Book Proposals

At What Point Would an Agent Be Interested in an Indie Author?

I am an indie author. I’ve written several novels, some of which have sold well and all of which have *at least* 4.7 stars. Is there a point at which an agent would want to talk to someone like me? When/why might I consider getting an agent?

Thanks to Heather for the question!

A number of factors play a role in answering this question. (Are you getting tired of my “it depends” answer to all your questions?)

Sales

Indie publish (also known as self-publish) your novel and sell one million copies on your own and I guarantee agents and publishers will come knocking. This is what happened with The Shack. There are many examples in the general market where an Indie author had great sales success and the industry took notice.

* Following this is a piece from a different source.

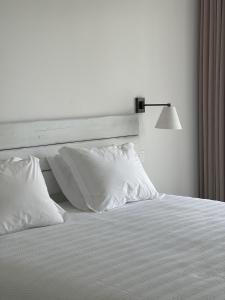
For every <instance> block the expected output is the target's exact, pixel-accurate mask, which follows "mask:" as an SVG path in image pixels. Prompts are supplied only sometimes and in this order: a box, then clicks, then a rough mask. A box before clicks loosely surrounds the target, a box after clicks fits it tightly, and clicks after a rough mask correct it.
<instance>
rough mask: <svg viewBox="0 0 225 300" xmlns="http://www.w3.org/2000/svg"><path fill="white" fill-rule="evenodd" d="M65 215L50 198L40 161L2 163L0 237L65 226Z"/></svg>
mask: <svg viewBox="0 0 225 300" xmlns="http://www.w3.org/2000/svg"><path fill="white" fill-rule="evenodd" d="M63 214H64V210H63V209H62V208H61V207H60V206H59V205H57V204H56V203H55V202H54V201H53V200H52V199H51V198H50V197H49V194H48V190H47V186H46V184H45V180H44V177H43V175H42V172H41V169H40V166H39V159H38V158H35V157H30V158H29V159H24V160H21V159H15V158H12V159H9V160H7V161H4V162H0V235H2V234H5V233H9V232H15V231H20V230H24V229H27V228H31V227H39V226H47V225H53V224H58V223H63V222H64V220H63Z"/></svg>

I can anticipate the question. “Is there a number less than one million sold that makes things interesting?”

Ahem. “It depends.”

If you sold 100,000 copies of your novel for 99¢ each that won’t mean nearly as much as selling 30,000 copies for $7.99 each. The publisher is interested in making a profit on all their books. Cheap ebooks is a tough model to sustain consistent profit after deducting marketing, editorial, and overhead costs.

I know of an author who self-published his book in hardcover and sold 10,000 of them in his home state. That was significant and got the attention of a major publisher who sold more than 80 times that many worldwide, in hardcover.

The secret? The content must deliver.

Content

If your book is so good that it creates a buzz simply because it is an amazing story, and the sales follow, you won’t have any trouble finding success in many places.

Hugh Howey is a very successful indie author. Back in 2011 he wrote a short story called Wool and eventually published it using the Amazon Kindle digital platform. It was so successful he added new “chapters” to the story. Word-of-mouth spread. According to an interview in Wired magazine he was soon earning around $100,000 a month from the sales of this story. Within a year Simon & Schuster signed him to a monster deal just for the hardcover and paperback rights, which were published in 2013.

Once I read it I understood why there was such a buzz about it. It is a great science fiction novel. The entire story takes place inside an abandoned missile silo after the apocalypse.

The story sold itself.

The Combination is Key

The combination of a great story, well written, with significant sales is what makes any author “attractive” to an agent or a publisher.

Of course many would ask, “If you are that successful as an independent author, why in the world would you want to sign with a major publisher. You are already successful?”

That, my friends, is a question better left for another day. Please don’t use the last question as a platform for debating indie versus traditional publishing in the comments section. It deflects from the original question our good author asked.